New two-in-one microscope gives a detailed glimpse inside cells
Researchers have combined two microscopic imaging techniques in one microscope, providing scientists with a high-resolution method of tracking single molecules in a cellular context. The development opens the door to improving our ability to visualize, in minute detail, what’s happening inside cells.
These days, scientists have the means of peering inside cells using incredibly powerful microscopes. It’s important that they’re able to do this to understand how specific biomolecules act and react. However, these tools have some drawbacks.
Take, for example, super-resolution fluorescence microscopy (SRM). It’s great for tracking single molecules, like proteins, in a cell but doesn’t show scientists what’s happening nearby. And, while cryogenic electron tomography (cryo-ET) yields high-resolution images of cells, it can’t pinpoint what individual molecules are up to.
So, researchers at the US Department of Energy’s Stanford Linear Accelerator Center (SLAC) National Accelerator Laboratory set about combining the two imaging techniques into one microscope.

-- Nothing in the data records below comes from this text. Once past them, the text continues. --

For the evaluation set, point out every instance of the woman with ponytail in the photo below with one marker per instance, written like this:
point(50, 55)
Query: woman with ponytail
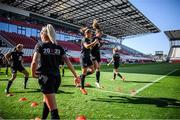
point(45, 66)
point(95, 52)
point(85, 57)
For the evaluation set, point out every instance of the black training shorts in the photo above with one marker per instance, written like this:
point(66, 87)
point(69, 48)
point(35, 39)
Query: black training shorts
point(14, 69)
point(49, 84)
point(85, 61)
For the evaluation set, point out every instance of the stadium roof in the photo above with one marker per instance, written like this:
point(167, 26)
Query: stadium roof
point(117, 18)
point(173, 35)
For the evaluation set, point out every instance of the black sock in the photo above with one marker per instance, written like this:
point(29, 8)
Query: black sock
point(55, 115)
point(114, 76)
point(8, 86)
point(119, 75)
point(89, 73)
point(82, 80)
point(25, 82)
point(7, 71)
point(97, 76)
point(45, 111)
point(63, 72)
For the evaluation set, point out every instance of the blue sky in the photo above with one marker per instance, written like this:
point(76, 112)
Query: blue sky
point(165, 14)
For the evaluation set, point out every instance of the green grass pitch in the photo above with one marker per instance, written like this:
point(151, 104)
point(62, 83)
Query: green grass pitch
point(151, 91)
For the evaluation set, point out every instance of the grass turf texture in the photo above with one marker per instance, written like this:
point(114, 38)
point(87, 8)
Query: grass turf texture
point(159, 101)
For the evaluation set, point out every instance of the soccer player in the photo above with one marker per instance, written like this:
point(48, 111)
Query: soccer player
point(15, 58)
point(85, 58)
point(116, 59)
point(95, 52)
point(45, 66)
point(62, 68)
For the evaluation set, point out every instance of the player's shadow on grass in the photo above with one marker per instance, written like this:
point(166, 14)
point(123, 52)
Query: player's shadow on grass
point(159, 102)
point(69, 76)
point(32, 91)
point(64, 92)
point(133, 81)
point(73, 86)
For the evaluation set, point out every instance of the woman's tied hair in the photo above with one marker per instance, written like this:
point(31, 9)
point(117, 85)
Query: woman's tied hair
point(84, 30)
point(50, 32)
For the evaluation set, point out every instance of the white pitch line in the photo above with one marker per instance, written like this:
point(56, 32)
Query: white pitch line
point(106, 91)
point(146, 86)
point(139, 90)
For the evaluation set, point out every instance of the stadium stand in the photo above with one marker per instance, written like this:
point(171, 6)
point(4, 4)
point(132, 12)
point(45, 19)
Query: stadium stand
point(174, 40)
point(15, 39)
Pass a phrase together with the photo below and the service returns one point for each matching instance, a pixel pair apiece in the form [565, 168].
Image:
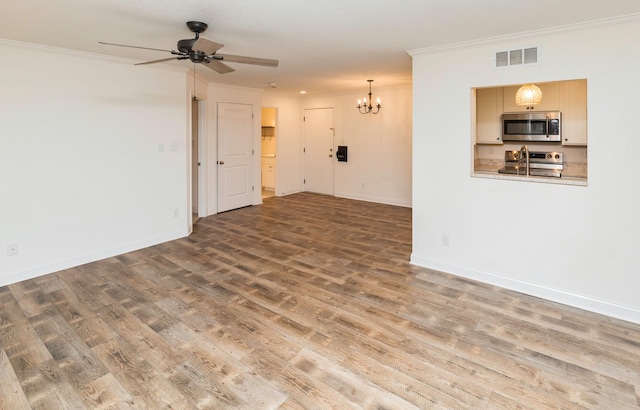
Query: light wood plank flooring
[305, 302]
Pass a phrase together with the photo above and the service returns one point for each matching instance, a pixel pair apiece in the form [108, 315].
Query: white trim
[555, 295]
[583, 26]
[386, 201]
[56, 266]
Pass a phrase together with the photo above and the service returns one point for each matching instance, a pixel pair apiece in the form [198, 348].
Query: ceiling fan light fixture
[365, 108]
[529, 94]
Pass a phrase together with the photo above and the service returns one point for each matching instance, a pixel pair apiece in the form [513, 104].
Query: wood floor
[305, 302]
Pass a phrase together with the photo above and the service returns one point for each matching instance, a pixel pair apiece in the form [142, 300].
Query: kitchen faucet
[524, 158]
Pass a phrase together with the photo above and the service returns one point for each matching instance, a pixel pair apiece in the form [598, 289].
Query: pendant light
[368, 109]
[528, 95]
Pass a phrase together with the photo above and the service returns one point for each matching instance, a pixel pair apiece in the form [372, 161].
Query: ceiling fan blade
[124, 45]
[159, 61]
[217, 66]
[230, 58]
[206, 46]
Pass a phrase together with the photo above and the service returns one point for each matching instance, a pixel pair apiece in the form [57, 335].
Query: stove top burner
[544, 164]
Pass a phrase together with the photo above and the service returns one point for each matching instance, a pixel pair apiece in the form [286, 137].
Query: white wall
[81, 172]
[379, 146]
[575, 245]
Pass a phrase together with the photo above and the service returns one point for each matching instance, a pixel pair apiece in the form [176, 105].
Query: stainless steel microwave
[532, 126]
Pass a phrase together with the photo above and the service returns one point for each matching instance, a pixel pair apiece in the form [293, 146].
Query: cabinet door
[488, 112]
[550, 99]
[574, 112]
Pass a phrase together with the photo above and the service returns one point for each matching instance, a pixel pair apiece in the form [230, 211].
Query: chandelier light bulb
[365, 108]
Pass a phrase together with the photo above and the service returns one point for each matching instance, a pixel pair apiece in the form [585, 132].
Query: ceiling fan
[204, 51]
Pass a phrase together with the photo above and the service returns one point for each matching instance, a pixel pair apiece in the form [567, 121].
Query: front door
[318, 150]
[235, 156]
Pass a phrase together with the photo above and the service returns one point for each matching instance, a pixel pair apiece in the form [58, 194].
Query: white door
[318, 150]
[235, 156]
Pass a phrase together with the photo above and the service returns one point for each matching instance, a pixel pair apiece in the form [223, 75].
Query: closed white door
[318, 150]
[235, 156]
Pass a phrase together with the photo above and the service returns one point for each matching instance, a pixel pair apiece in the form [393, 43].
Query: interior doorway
[269, 134]
[318, 150]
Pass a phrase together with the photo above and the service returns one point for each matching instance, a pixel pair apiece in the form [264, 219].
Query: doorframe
[255, 172]
[333, 146]
[201, 157]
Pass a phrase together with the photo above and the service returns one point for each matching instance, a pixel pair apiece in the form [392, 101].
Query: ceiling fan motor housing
[185, 46]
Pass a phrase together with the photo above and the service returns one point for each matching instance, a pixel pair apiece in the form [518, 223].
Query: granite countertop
[494, 174]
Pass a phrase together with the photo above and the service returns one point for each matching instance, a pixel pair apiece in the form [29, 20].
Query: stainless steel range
[525, 162]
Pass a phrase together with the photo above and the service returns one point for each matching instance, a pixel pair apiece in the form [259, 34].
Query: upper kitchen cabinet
[550, 98]
[488, 112]
[573, 105]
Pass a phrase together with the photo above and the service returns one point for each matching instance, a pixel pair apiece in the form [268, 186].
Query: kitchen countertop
[491, 174]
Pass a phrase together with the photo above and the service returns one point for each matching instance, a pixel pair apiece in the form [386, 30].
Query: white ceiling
[323, 45]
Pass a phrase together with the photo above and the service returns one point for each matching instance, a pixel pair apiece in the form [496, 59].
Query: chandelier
[529, 94]
[368, 109]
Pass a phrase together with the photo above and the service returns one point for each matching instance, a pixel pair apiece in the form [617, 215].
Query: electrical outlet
[12, 249]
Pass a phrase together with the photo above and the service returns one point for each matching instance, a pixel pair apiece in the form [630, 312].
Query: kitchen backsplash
[491, 157]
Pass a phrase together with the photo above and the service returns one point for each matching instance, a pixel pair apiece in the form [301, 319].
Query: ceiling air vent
[519, 57]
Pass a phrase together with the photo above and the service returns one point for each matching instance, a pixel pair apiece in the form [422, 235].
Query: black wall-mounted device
[341, 153]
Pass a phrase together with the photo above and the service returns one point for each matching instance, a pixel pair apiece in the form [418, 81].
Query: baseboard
[405, 204]
[55, 266]
[566, 298]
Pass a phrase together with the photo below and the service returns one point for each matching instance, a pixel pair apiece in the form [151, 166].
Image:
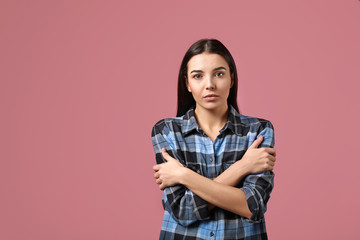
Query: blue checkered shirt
[186, 215]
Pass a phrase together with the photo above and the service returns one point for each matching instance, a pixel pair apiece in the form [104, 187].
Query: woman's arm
[218, 192]
[257, 187]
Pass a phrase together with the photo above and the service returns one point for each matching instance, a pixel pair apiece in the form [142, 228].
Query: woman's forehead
[207, 61]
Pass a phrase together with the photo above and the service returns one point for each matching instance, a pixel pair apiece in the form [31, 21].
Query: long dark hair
[185, 98]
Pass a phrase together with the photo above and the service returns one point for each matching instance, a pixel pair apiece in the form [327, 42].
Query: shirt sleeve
[257, 187]
[184, 206]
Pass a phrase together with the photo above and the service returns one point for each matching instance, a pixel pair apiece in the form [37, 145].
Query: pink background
[83, 82]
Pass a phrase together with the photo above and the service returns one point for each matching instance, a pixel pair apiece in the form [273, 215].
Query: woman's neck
[213, 120]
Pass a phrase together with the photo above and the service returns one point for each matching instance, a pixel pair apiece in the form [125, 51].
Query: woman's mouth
[211, 97]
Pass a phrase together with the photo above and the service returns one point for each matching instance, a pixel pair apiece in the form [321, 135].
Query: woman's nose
[210, 83]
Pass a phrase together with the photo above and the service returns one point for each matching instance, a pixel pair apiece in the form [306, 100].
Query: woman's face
[209, 80]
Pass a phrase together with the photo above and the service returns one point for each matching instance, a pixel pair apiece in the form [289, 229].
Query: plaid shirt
[186, 215]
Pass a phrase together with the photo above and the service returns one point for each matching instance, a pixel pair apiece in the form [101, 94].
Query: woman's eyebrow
[215, 69]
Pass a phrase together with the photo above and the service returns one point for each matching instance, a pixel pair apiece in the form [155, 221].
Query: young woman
[213, 164]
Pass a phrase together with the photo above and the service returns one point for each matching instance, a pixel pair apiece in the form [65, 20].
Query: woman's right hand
[258, 160]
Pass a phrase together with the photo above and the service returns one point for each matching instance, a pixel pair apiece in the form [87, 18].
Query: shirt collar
[233, 123]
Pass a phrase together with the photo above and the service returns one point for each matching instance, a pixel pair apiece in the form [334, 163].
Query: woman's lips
[211, 97]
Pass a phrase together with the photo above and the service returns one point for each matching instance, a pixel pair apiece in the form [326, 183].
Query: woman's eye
[219, 74]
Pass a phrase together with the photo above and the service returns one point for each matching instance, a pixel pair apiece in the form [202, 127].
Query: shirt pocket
[230, 158]
[196, 167]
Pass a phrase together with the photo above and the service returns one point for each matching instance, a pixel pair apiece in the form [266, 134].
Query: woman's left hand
[169, 173]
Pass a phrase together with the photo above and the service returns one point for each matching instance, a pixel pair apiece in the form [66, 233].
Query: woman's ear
[187, 84]
[232, 80]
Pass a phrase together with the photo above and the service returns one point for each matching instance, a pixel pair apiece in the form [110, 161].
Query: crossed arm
[219, 192]
[189, 197]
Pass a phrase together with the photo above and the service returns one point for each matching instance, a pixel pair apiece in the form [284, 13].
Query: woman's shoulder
[166, 124]
[248, 120]
[255, 121]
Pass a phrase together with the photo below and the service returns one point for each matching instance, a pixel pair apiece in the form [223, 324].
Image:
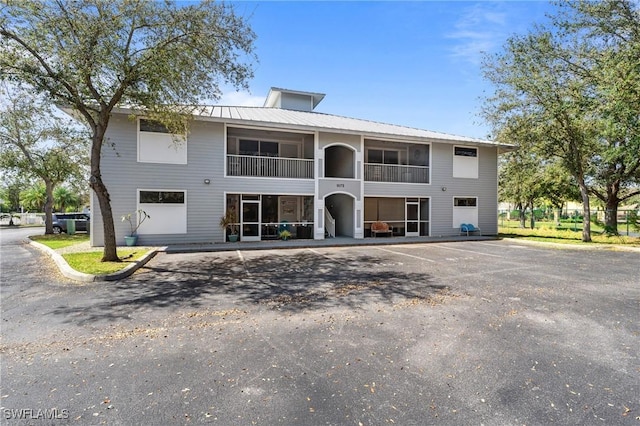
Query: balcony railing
[289, 168]
[396, 173]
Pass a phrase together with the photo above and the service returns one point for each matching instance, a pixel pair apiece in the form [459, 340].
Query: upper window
[152, 126]
[383, 156]
[465, 162]
[157, 145]
[258, 148]
[167, 211]
[162, 197]
[465, 202]
[465, 152]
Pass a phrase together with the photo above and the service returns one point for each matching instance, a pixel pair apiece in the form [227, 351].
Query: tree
[610, 31]
[93, 55]
[38, 144]
[575, 88]
[34, 197]
[63, 198]
[519, 181]
[558, 187]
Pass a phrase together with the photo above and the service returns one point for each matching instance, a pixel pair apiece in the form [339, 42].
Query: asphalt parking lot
[448, 333]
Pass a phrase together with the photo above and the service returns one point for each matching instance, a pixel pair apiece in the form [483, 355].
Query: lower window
[167, 210]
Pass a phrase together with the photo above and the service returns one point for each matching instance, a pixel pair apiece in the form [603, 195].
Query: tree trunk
[48, 207]
[611, 209]
[532, 220]
[110, 253]
[522, 216]
[586, 211]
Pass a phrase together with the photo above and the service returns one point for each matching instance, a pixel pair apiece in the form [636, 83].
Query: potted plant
[141, 216]
[229, 222]
[285, 234]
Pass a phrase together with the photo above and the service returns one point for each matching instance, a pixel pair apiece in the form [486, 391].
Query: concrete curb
[590, 246]
[71, 273]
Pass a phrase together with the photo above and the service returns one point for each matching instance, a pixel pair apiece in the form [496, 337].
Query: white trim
[465, 167]
[153, 212]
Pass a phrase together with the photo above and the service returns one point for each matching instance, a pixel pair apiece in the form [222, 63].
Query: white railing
[396, 173]
[329, 223]
[249, 165]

“The goal is to keep the best of both worlds,” said Peter Dahlberg, lead author of the study. “You’re retaining the molecular specificity of fluorescence microscopy, so you know who’s who, and then you can put it in the context of these high-resolution structures from cryo-ET.”
Fluorescence microscopy involves tagging an individual molecule with a smaller molecule that glows when a light is shone on it. The molecule can then be tracked under an ordinary – albeit very high-resolution – optical microscope. Cryo-ET uses electron microscopes to study flash-frozen samples, like cells.
Combining the two techniques immediately raised problems the researchers needed to overcome. The first was that cells containing fluorescently labeled molecules had to be dropped onto a cryo-ET grid only 3 mm in diameter, then flash-frozen quickly enough that the water on the grid turned to glass (vitrifies). Once frozen, the cell has to stay frozen. The second problem is the size of frozen cells – they are thousands of nanometers thick – but the electrons used in cryo-CT can’t penetrate deeper than 200 nanometers.
So, the researchers developed a device called a focused ion beam milling system with an attached scanning electron microscope, or a FIB-SEM. The focused ion beam cuts away cellular material, leaving a very thin slice of frozen cell that cryo-ET can penetrate. Then, the scanning electron microscope shoots electrons at the sample to produce high-resolution images.
There was just one problem with the prototype FIB-SEM: it didn’t have an optical microscope attached, which means that the cryo-ET grid had to be moved to perform fluorescence microscopy. Luckily, there was a simple fix.
“Essentially, we just ripped apart this $1.5-million sophisticated instrument to install this integrated light microscope, and now we have a much, much better system,” Dahlberg said.
Testing the FIB-SEM in 2020, tracking proteins within bacterial cells, the researchers found it worked but realized the material the cryo-ET grid was made from was absorbing light and ruining the frozen samples. So, they made some tweaks, engineering better grids and making a better stage for the light microscope.
Now, the researchers are engineering different kinds of fluorescent labels – biosensors – to work under cryogenic conditions. The biosensors are fluorescent molecules that change their emission or excitation properties depending on the local environment, glowing one color in one environment and a different color in another.
“They can be tuned to be sensitive to pH, calcium – you name it,” said Dahlberg. “There are hundreds of environmental variables they can be tuned to. So, on top of the specific location and high-resolution structural information, you can also know was my cell healthy or sick? About to undergo cell division? At a high ATP concentration? It provides all this extra content.”
The researchers will continue to tinker with the FIB-SEM until it’s optimized and reaches its full potential.